Editorial
Esta etapa crucial exige perseverancia institucional y una gestión pública ágil, capaces de disipar cualquier obstáculo burocrático y facilitar la convergencia entre el capital privado y la visión del Estado en torno a un propósito común
El porvenir económico de la nación debe construirse no sobre la inercia, sino sobre la capacidad de transformar los recursos disponibles en bienestar tangible y duradero. En esa línea, la estrategia oficial apuesta por dinamizar la actividad productiva y reducir progresivamente las históricas brechas de infraestructura que aún fragmentan el territorio nacional.
Un escenario sumamente propicio configura los sólidos fundamentos macroeconómicos, sumados a una red de integración comercial madura y a precios de exportación en cotas históricamente elevadas, al tiempo que las expectativas empresariales acompañan tal impulso, revelando un terreno fértil donde la confianza mutua entre los sectores público y privado resulta clave para acelerar la ejecución de iniciativas largamente esperadas.

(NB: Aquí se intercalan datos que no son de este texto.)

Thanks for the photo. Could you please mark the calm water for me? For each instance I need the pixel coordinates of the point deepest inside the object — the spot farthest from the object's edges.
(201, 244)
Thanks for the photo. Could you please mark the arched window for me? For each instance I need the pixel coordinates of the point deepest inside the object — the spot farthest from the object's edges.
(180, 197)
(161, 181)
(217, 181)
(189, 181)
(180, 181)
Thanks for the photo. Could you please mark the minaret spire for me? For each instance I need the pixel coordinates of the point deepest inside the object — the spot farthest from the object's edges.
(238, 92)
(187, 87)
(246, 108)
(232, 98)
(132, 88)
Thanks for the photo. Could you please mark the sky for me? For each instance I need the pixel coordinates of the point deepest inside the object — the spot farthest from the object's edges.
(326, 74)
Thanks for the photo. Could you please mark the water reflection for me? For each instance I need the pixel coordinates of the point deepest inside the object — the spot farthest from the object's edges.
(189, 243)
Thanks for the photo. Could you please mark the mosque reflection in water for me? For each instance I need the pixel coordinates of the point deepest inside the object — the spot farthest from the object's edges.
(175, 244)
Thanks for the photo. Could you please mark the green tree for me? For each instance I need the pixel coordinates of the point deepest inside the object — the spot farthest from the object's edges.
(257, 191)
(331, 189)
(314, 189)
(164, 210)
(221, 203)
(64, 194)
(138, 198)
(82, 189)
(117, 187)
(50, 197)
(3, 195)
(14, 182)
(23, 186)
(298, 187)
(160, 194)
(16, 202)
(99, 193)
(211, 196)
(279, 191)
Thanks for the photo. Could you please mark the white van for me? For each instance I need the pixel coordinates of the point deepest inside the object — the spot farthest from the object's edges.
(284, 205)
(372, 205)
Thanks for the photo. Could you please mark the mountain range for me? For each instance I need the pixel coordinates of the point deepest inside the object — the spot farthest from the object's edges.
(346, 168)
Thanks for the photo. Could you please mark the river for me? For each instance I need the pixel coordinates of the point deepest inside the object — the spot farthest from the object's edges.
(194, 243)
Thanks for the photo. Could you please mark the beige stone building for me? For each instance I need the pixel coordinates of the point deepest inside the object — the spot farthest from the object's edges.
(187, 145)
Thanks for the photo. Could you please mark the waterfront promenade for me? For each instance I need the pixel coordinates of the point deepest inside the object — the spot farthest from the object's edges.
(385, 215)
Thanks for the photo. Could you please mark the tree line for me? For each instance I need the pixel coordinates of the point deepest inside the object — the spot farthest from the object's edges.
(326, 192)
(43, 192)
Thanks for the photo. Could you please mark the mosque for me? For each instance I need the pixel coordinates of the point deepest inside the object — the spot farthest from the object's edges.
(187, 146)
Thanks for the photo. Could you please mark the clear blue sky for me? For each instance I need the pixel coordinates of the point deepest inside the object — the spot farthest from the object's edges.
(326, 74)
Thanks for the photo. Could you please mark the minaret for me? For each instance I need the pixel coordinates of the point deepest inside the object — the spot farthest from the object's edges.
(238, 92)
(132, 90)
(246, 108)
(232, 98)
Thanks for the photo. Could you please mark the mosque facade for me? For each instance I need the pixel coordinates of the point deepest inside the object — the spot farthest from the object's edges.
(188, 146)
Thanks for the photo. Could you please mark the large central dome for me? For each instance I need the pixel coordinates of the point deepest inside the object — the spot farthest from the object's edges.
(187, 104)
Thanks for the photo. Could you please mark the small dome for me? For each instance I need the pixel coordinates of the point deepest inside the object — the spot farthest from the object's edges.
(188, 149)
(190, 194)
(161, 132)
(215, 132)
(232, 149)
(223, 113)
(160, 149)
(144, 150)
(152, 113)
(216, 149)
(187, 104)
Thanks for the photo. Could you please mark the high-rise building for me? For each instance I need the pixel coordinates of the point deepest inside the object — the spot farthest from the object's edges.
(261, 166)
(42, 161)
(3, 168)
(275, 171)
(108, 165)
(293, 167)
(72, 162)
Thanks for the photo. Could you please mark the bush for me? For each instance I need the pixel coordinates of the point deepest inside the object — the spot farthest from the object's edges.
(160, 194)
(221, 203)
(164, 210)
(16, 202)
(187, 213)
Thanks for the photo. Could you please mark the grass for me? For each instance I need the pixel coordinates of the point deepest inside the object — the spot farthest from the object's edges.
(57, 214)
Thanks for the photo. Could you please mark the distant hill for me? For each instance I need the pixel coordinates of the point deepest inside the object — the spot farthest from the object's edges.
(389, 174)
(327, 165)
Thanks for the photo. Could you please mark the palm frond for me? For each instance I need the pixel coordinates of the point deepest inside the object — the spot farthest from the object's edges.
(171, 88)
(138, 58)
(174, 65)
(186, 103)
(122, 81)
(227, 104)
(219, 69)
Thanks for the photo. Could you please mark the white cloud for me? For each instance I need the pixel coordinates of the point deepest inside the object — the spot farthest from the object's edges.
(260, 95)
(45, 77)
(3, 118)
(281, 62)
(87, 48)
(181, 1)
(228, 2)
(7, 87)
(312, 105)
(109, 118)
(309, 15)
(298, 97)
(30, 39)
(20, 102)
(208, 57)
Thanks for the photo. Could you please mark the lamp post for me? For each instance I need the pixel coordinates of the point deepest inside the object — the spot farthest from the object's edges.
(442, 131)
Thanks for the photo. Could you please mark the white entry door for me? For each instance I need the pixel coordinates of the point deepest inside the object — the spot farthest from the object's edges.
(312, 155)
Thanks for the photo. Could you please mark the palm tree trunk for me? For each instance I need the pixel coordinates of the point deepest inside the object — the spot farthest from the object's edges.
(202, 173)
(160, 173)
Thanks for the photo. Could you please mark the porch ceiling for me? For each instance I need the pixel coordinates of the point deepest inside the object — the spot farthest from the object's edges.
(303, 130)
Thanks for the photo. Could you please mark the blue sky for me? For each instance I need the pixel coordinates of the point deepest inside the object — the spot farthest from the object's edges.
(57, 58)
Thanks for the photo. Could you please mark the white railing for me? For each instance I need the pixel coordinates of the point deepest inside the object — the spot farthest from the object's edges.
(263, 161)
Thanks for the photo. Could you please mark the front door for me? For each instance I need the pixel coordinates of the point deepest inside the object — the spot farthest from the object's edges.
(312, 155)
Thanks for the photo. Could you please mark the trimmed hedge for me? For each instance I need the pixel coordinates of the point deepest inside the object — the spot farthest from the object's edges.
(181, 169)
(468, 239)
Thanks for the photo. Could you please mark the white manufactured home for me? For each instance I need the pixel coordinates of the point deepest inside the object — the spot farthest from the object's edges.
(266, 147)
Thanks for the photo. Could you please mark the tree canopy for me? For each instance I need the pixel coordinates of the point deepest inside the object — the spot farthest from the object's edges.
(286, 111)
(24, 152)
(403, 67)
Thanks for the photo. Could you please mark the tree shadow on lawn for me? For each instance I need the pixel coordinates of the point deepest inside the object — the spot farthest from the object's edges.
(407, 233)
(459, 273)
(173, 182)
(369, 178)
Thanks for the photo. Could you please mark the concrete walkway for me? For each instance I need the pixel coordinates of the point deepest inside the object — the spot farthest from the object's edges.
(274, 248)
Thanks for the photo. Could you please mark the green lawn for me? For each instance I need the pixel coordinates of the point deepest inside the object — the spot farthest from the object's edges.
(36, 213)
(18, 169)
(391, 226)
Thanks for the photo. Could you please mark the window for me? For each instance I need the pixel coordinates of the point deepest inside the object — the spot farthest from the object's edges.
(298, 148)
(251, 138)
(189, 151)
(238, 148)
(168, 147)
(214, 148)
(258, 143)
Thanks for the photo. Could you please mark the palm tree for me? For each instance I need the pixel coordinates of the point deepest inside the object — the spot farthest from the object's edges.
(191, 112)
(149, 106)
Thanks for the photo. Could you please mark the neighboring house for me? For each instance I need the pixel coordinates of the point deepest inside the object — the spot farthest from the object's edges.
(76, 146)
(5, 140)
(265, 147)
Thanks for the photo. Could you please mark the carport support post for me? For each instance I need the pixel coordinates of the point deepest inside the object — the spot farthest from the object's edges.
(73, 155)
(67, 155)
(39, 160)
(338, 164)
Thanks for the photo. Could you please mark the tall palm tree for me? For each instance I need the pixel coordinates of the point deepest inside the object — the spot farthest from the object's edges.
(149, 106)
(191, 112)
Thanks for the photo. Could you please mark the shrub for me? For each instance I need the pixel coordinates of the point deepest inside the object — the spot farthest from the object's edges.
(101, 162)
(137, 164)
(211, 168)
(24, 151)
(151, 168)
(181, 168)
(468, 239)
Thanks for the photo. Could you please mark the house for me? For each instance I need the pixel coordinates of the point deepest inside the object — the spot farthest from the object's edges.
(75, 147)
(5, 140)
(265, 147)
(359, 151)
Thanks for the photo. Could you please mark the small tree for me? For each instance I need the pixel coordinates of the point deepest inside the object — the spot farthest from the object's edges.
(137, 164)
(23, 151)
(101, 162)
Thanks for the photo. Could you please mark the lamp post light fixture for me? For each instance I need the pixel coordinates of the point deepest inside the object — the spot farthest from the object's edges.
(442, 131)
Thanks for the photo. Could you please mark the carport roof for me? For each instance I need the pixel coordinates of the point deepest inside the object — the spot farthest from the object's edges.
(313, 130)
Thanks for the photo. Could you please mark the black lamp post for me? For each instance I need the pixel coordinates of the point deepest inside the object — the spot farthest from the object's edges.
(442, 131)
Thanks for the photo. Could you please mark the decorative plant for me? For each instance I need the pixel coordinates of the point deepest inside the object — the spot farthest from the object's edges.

Con nitidez se refleja la magnitud del desafío en cifras elocuentes: una cartera diversificada que supera los 116,000 millones de dólares en proyectos con potencial real de ejecución a corto y mediano plazo, cuyo impresionante volumen de capital no solo promete robustecer la productividad nacional, sino también descentralizar el desarrollo, generando nuevos polos de progreso fuera del centralismo limeño.
Sesenta y seis iniciativas mineras, que en conjunto superan los 64,000 millones de dólares, destacan dentro de este amplio abanico de oportunidades. El cobre es el protagonista indiscutible, cuya demanda, vinculada a la transición energética global, posiciona al Perú como un actor relevante en la cadena de suministro de energías limpias. El impulso a las inversiones también comprende la agenda de asociaciones público-privadas (APP), cuya adjudicación entre 2026 y 2028 contempla proyectos por aproximadamente 34,000 millones de dólares en sectores como salud, transmisión eléctrica, educación y saneamiento básico.
A este panorama se suma la priorización de inversiones esenciales por más de 12,000 millones de dólares para el tramo final de la presente década. Estos recursos permitirán ampliar el acceso de las regiones a servicios fundamentales, como agua potable, establecimientos de salud modernos e infraestructura educativa de calidad, condiciones necesarias para ampliar las oportunidades, reducir brechas y favorecer la movilidad social.
Esta etapa crucial exige perseverancia institucional y una gestión pública ágil, capaces de disipar cualquier obstáculo burocrático y facilitar la convergencia entre el capital privado y la visión del Estado en torno a un propósito común. El desafío es lograr que las cifras de crecimiento dejen de ser simples números en un documento y se traduzcan en realidades que transformen la vida de las personas. El camino está trazado y corresponde ahora recorrerlo con unidad, firmeza y la convicción de que el verdadero desarrollo se mide en la mejora de las condiciones de vida y la dignidad cotidiana de cada ciudadano.